He called on his people and other stakeholders to work "together to build bridges" and "celebrate diversity while promoting unity".
Former prime minister and Labour Party leader Mahendra Chaudhry accepted the apology on behalf of the Girmitiyas.
Chaudhry was Fiji's first Indo-Fijian prime minister, elected to lead the country in 1999.
But after a year in power, his government was overthrown by a civilian-led putsch in May 2000.
"I accept the apology by you and by the Methodist Church," Chaudhry said.
He described the painful events of the past and said he was touched by the magnanimous gesture displayed at the service.
"We are deeply honored and touched," he said.
"Prime Minister Rabuka, I also accept your apology be that it is in your personal capacity that you apologise."

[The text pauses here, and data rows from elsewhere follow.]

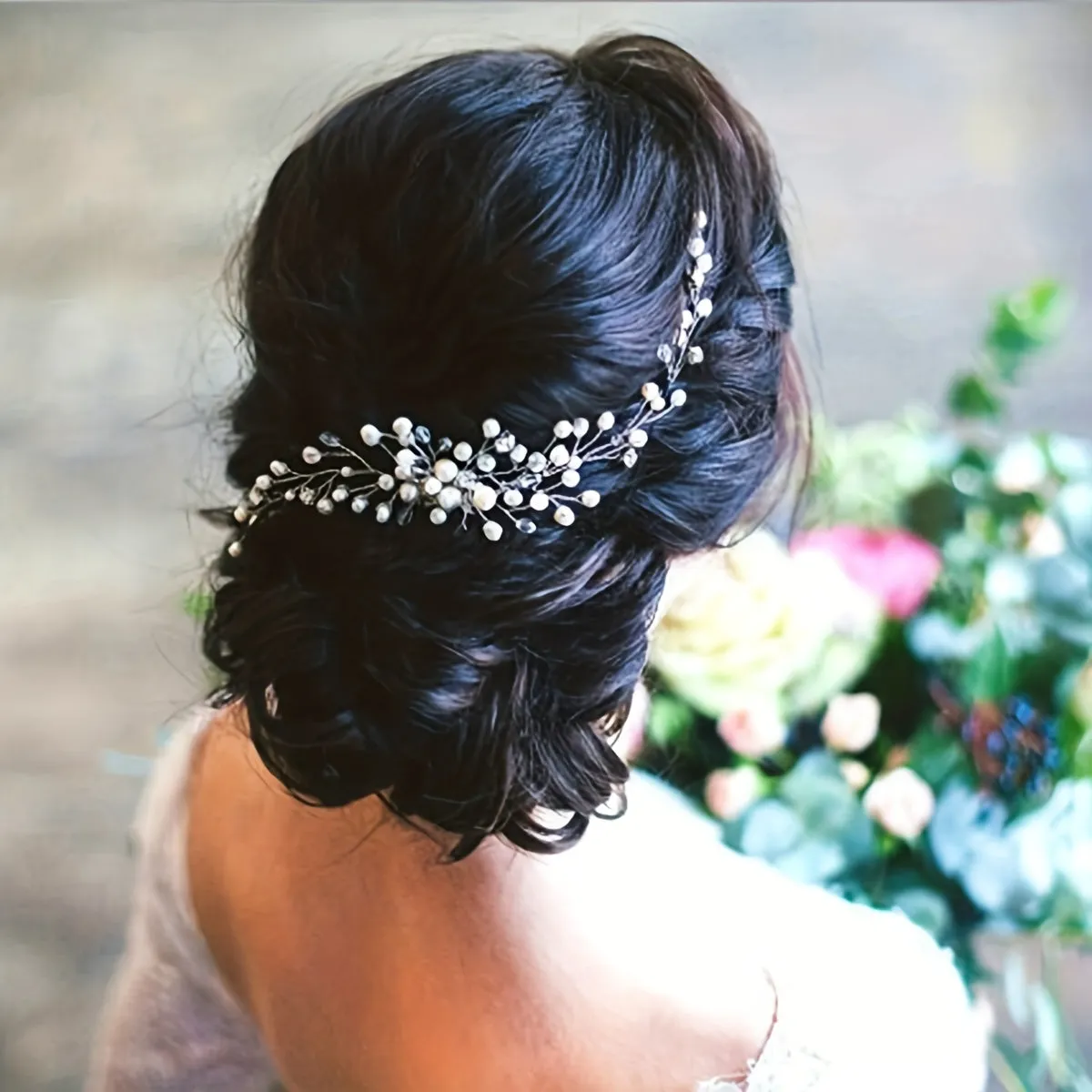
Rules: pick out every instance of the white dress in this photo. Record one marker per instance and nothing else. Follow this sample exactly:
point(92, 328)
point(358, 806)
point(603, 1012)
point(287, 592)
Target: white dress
point(866, 1000)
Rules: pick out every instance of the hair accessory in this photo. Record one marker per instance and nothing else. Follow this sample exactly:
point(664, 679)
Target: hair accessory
point(501, 480)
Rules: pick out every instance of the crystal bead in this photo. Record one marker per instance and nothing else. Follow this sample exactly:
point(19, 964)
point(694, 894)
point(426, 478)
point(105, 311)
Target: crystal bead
point(446, 470)
point(449, 498)
point(484, 497)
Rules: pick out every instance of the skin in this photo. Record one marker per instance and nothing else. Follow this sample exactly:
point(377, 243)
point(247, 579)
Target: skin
point(369, 964)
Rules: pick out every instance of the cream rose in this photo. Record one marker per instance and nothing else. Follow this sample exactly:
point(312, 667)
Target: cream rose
point(851, 722)
point(901, 803)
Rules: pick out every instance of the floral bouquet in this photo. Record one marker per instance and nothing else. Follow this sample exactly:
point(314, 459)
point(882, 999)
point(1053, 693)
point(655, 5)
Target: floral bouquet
point(898, 703)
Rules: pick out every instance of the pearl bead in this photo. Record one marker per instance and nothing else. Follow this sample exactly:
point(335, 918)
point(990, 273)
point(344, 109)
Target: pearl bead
point(449, 498)
point(484, 497)
point(446, 470)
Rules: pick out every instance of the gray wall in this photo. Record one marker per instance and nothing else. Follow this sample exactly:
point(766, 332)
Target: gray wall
point(936, 154)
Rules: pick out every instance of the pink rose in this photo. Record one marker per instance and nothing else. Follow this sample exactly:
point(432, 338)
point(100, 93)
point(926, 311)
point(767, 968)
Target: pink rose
point(895, 566)
point(753, 730)
point(901, 803)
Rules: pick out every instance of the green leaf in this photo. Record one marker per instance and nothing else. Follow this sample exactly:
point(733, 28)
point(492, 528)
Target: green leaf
point(988, 675)
point(670, 720)
point(970, 397)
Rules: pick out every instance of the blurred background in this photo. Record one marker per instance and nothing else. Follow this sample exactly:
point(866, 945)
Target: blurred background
point(935, 154)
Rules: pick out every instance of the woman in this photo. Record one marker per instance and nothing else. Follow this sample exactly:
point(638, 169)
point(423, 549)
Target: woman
point(518, 325)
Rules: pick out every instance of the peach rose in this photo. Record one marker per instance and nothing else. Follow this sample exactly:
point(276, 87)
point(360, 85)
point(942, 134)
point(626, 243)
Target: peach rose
point(754, 729)
point(901, 803)
point(851, 722)
point(730, 793)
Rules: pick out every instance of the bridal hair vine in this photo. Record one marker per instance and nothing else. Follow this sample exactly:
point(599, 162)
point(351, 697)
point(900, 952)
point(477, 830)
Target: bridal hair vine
point(402, 470)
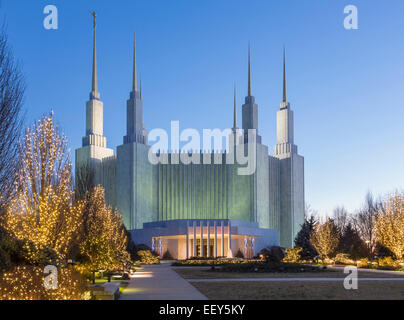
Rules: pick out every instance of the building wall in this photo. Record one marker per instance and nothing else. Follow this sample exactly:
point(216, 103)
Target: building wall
point(136, 185)
point(274, 193)
point(262, 187)
point(291, 198)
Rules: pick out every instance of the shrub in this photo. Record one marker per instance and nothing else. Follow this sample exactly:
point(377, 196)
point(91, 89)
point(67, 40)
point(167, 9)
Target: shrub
point(387, 262)
point(239, 254)
point(293, 255)
point(147, 257)
point(167, 255)
point(343, 258)
point(272, 254)
point(27, 283)
point(363, 263)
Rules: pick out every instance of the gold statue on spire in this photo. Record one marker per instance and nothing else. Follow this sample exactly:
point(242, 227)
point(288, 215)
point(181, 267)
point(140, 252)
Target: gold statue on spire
point(95, 18)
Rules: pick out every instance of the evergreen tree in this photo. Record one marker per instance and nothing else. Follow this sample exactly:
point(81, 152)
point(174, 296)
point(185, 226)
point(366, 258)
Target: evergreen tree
point(352, 244)
point(302, 239)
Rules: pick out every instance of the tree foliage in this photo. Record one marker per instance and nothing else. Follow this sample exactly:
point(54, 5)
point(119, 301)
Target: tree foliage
point(302, 239)
point(364, 221)
point(352, 244)
point(104, 240)
point(325, 238)
point(390, 225)
point(41, 212)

The Labour leader believed a sincere apology was owed to the entire nation, as the misguided and unlawful actions of a few extremists had severe consequences for everyone.

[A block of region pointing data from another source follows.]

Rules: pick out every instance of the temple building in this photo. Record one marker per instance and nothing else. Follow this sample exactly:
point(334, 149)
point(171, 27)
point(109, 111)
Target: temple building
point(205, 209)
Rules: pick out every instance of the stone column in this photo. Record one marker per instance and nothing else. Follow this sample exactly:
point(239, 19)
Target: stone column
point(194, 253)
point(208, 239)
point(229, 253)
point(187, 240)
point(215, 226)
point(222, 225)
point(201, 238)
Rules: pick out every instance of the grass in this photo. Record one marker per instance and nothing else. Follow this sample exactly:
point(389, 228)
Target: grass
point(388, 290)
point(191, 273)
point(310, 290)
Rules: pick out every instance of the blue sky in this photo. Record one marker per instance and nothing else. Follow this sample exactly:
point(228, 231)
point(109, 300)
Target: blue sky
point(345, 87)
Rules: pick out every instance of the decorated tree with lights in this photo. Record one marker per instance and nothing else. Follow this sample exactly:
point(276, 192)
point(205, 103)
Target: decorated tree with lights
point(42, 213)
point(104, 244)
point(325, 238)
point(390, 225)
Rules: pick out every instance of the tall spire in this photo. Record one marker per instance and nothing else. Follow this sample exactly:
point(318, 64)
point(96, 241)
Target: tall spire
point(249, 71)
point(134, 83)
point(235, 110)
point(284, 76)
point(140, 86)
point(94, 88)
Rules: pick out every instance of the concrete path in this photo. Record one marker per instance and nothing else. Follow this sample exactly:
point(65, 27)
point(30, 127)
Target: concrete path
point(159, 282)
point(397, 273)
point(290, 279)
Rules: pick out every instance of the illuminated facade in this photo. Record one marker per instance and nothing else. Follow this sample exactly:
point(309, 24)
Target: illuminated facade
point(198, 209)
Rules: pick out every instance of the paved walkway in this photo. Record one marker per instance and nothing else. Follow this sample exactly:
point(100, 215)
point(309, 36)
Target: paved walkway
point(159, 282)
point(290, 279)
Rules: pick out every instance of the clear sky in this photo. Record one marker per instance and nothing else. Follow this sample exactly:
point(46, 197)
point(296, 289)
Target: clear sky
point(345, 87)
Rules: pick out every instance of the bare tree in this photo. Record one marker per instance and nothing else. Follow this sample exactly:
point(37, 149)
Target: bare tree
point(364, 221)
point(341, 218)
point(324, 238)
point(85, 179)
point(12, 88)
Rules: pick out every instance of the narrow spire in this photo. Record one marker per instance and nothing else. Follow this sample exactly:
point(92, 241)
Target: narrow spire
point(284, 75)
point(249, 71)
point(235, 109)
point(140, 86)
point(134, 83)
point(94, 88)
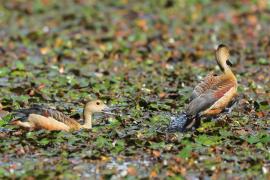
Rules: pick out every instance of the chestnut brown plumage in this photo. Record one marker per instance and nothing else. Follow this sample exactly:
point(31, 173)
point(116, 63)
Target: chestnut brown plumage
point(211, 96)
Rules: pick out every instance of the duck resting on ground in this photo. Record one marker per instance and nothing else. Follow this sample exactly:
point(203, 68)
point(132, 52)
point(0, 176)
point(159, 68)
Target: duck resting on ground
point(39, 117)
point(211, 96)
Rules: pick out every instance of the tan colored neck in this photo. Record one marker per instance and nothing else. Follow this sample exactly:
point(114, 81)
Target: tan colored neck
point(87, 120)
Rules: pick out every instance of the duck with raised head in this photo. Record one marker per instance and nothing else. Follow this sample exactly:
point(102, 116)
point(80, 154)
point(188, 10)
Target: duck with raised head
point(39, 117)
point(211, 96)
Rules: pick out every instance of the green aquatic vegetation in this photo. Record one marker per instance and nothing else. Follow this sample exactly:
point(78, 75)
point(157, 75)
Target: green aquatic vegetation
point(146, 56)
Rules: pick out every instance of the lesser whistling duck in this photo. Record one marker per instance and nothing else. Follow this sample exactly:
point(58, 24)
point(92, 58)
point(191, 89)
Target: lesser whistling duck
point(211, 96)
point(38, 117)
point(3, 113)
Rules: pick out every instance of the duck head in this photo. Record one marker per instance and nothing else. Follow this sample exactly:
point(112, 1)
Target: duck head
point(222, 57)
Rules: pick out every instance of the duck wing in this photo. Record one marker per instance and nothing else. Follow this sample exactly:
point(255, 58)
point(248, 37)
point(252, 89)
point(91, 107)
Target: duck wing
point(209, 97)
point(204, 85)
point(47, 112)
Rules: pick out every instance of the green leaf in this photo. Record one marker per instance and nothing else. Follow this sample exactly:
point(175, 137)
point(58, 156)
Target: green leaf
point(208, 140)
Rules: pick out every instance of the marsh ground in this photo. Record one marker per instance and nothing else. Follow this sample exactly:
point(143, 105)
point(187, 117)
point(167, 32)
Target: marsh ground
point(146, 55)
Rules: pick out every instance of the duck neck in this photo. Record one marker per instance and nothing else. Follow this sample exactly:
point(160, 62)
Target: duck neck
point(87, 120)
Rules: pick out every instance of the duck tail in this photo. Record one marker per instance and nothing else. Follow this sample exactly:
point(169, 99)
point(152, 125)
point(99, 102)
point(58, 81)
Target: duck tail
point(183, 122)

The nation as a whole paid a heavy price for the senseless actions of a minority, Chaudhry said.
"Despite the lofty motives given for the coups, the majority of our indigenous people today are far worse off than they were in 1987," he said.

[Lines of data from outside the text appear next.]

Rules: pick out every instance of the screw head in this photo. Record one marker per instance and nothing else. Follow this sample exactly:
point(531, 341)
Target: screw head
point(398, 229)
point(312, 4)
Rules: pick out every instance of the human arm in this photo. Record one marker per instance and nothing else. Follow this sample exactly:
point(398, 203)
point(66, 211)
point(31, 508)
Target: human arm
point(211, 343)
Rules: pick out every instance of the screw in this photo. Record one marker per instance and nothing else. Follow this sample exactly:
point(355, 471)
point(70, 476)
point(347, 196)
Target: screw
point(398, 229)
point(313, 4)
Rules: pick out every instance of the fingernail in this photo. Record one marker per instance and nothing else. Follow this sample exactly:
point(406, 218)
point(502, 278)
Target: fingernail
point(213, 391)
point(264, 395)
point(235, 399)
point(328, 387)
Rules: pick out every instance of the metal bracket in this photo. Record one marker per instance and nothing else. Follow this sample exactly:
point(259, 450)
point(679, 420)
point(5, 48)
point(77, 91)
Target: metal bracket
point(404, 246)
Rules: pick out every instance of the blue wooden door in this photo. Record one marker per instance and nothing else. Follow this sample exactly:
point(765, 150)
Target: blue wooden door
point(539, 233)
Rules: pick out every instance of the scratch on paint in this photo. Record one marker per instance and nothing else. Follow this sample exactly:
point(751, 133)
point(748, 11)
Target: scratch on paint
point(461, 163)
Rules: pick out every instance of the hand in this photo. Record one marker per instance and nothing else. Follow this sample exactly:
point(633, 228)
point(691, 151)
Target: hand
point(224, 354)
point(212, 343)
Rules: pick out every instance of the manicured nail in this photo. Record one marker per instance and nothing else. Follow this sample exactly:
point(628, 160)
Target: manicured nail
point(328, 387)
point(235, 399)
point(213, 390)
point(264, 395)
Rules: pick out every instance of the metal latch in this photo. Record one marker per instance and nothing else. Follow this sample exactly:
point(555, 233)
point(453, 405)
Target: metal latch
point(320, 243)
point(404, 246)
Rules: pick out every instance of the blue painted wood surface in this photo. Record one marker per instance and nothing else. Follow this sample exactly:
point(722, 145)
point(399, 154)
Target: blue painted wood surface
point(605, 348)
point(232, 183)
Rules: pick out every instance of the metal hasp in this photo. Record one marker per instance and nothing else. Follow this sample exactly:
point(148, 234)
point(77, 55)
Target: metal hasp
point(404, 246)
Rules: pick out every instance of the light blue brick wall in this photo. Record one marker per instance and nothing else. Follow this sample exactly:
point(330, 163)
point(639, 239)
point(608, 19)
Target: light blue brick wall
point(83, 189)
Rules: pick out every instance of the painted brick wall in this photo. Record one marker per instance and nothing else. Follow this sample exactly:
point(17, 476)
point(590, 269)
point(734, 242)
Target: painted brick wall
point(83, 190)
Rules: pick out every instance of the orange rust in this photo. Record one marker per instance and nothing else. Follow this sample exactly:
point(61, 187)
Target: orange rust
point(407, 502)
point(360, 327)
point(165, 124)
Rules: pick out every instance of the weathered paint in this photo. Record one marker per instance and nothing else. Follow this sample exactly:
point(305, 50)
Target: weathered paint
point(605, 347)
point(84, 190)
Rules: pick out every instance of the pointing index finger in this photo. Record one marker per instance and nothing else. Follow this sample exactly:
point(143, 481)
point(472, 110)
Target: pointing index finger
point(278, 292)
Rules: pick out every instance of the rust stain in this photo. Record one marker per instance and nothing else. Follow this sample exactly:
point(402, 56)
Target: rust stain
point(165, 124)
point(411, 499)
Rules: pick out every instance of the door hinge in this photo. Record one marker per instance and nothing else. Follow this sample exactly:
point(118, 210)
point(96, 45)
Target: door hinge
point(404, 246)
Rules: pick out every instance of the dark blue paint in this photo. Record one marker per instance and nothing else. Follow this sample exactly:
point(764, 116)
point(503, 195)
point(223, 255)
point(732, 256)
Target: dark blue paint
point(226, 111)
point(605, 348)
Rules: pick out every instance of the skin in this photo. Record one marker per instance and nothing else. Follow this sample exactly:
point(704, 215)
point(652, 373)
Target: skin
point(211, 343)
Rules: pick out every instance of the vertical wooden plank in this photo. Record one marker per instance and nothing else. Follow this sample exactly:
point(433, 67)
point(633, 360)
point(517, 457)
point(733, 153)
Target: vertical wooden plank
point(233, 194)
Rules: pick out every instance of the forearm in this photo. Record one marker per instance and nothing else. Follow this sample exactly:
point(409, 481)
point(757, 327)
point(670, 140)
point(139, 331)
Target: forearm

"Latest statistics show that our iTaukei community comprise 75 percent of those living in poverty. These are shocking statistics. But it also reveals how these simple people were used and misled.
"Someone needs to apologise to them too."
Deputy Prime Minister and National Federation Party leader Prasad, on behalf of the descendants of the Girmitiyas, has also "unreservedly and unequivocally" accepted the apology from the church and Rabuka.
"This milestone will now be part of an indelible history of our nation," Prasad said.
Prasad acknowledged Rabuka's leadership to get this stage.
"At critical crossroads, but collectively overcame insurmountable challenges by harnessing the talents and qualities of all its people."
Another prominent Indo-Fijian leader and the assistant women's minister, Sashi Kiran, also extended her acceptance.
"Thank you for releasing the pain of my people, of my elders," Kiran said.
She said the anger and hate of the Fijian-Indian people was rooted in their lack of acceptance by the Vanua (people and land).
"When our people have shown anger, hate and pain ... when our people heard that they do not belong, [it] was one of the most painful things to hear," she said.
"This is the only motherland our people [Indo-Fijians] know."
Kiran also extended an apology from the Fijian-Indian community for its mistreatment towards the iTaukei people.
"In the last 144 years, we were fighting the British, initially, then we were fighting for our rights, then we kept fighting. We did not pause to embrace the place we are in. We did not pause to express gratitude."
Kiran's apology was accepted by Reverend Vunisuwai on behalf of the Vanua.